Leave Your Message
Koagulasi Gelatin—Transformasi Ajaib dari Cairan menjadi Padat
Berita Perusahaan

Koagulasi Gelatin—Transformasi Ajaib dari Cairan menjadi Padat

2025-09-01
  1. Prinsip Koagulasi
  • Pemicu Suhu: Ketika larutan gelatin mendingin di bawah 35°C, rantai molekulnya (terutama kolagen Hidrolisat) saling terhubung kembali melalui ikatan hidrogen, membentuk struktur jaringan tiga dimensi.
  • Pengaruh Konsentrasi: Kandungan gelatin yang lebih tinggi (biasanya 2%-10%) menghasilkan kekuatan gel yang lebih besar. Misalnya, konsentrasi 5% diperlukan untuk puding, sedangkan kapsul farmasi membutuhkan kemurnian yang lebih tinggi.
  1. Tahapan Utama
  • Tahap Sol: Pada suhu tinggi, gelatin Molekul-molekul tersebar dalam air, menampilkan keadaan cair (mirip dengan sup panas).
  • Titik Transisi Gel: Ketika didinginkan hingga suhu kritis, viskositas larutan meningkat tajam, membentuk zat transparan seperti "jeli".
  • Pembekuan Sempurna: Setelah didinginkan pada suhu 4°C, struktur jaringan menjadi stabil, membentuk gel elastis (misalnya, pengerasan kue mousse).

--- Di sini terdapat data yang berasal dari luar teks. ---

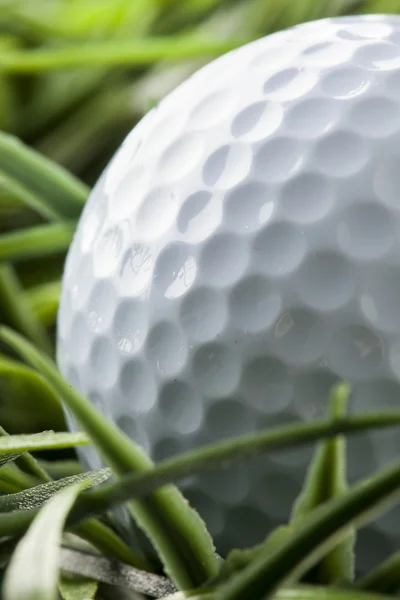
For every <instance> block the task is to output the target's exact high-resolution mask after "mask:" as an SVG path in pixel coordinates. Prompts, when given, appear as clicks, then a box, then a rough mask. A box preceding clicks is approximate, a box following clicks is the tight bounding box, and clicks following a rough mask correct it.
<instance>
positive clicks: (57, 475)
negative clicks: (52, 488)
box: [39, 459, 83, 479]
mask: <svg viewBox="0 0 400 600" xmlns="http://www.w3.org/2000/svg"><path fill="white" fill-rule="evenodd" d="M39 465H40V467H41V468H42V469H43V470H44V471H45V472H46V473H47V474H48V476H49V477H50V479H63V477H72V475H80V474H81V473H83V468H82V465H81V463H80V462H79V461H78V460H65V459H63V460H56V461H53V460H39Z"/></svg>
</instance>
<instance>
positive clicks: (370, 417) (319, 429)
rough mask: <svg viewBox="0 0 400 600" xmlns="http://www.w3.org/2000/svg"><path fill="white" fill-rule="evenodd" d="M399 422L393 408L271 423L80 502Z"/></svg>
mask: <svg viewBox="0 0 400 600" xmlns="http://www.w3.org/2000/svg"><path fill="white" fill-rule="evenodd" d="M399 423H400V412H399V411H393V412H387V413H384V412H382V413H375V414H373V413H371V414H365V415H360V416H351V417H346V418H341V419H337V420H335V421H314V422H313V423H301V424H299V423H296V424H295V425H285V426H282V427H275V428H274V429H272V430H266V431H263V432H260V433H257V434H253V435H247V436H241V437H240V438H234V439H232V440H228V441H224V442H220V443H218V444H213V445H212V446H205V447H203V448H199V449H197V450H194V451H192V452H188V453H185V454H182V455H180V456H178V457H176V458H172V459H169V460H164V461H161V462H160V463H158V464H157V465H156V466H155V467H154V468H153V469H152V471H151V472H148V473H133V474H128V475H124V476H123V477H121V479H120V481H117V482H115V483H110V484H105V485H104V486H103V487H102V488H101V489H98V490H96V491H93V492H85V494H83V495H82V497H81V498H80V502H81V505H82V506H85V507H86V508H87V509H88V510H89V511H90V510H96V511H106V510H109V509H111V508H112V507H113V506H116V505H118V504H121V503H123V502H126V501H127V500H129V499H130V498H133V497H137V496H142V495H143V496H144V495H147V494H149V493H150V492H152V491H154V490H156V489H157V488H158V487H161V486H163V485H165V484H167V483H172V482H177V481H179V479H183V478H185V477H189V476H191V475H197V474H199V473H202V472H204V471H207V470H208V469H215V468H216V467H221V466H223V465H225V464H226V463H227V462H229V464H232V465H233V464H234V463H235V462H238V461H243V460H246V459H250V458H253V457H257V456H260V455H261V454H264V453H267V452H276V451H277V450H281V449H288V448H296V447H301V446H304V445H307V444H311V443H313V442H316V441H319V440H321V439H324V438H329V437H334V436H336V435H338V434H346V435H350V434H352V433H357V432H360V431H366V430H368V429H375V428H381V427H392V426H395V425H398V424H399Z"/></svg>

Berbagai Contoh Aplikasi Gelatin

  1. Industri Pangan
  • Produk Susu: Penambahan gelatin pada yogurt yang sudah lama disimpan meningkatkan kekentalan, memperpanjang umur simpan, dan mempermudah produksi industri ¹.
  • Manisan & Makanan Penutup: Gelatin memungkinkan pengerasan dan pembentukan permen lunak dan jeli, memberikan tekstur elastis; dalam es krim, gelatin mencegah pembentukan kristal es dan menjaga konsistensi yang halus ² ³.
  • Produk Daging: Sebagai zat pengental, gelatin digunakan dalam pembuatan agar-agar daging, agar-agar daging rebus, atau untuk meningkatkan kemampuan pemotongan sosis.
    gelatin5.png
    1. Bidang Farmasi

    Pembalut Medis: Turunan gelatin asam suksinat dapat digunakan dalam pembalut luka untuk mendorong perbaikan jaringan.

  • kapsul.png
    1. Penggunaan Inovatif Lainnya
    • Kosmetik: Digunakan sebagai pengental dalam masker wajah dan losion untuk meningkatkan stabilitas produk ⁵.
    • Gastronomi Molekuler: Memanfaatkan sifat pembentukan gel yang reversibel untuk menciptakan bahan-bahan transparan (misalnya, jus buah mirip kaviar).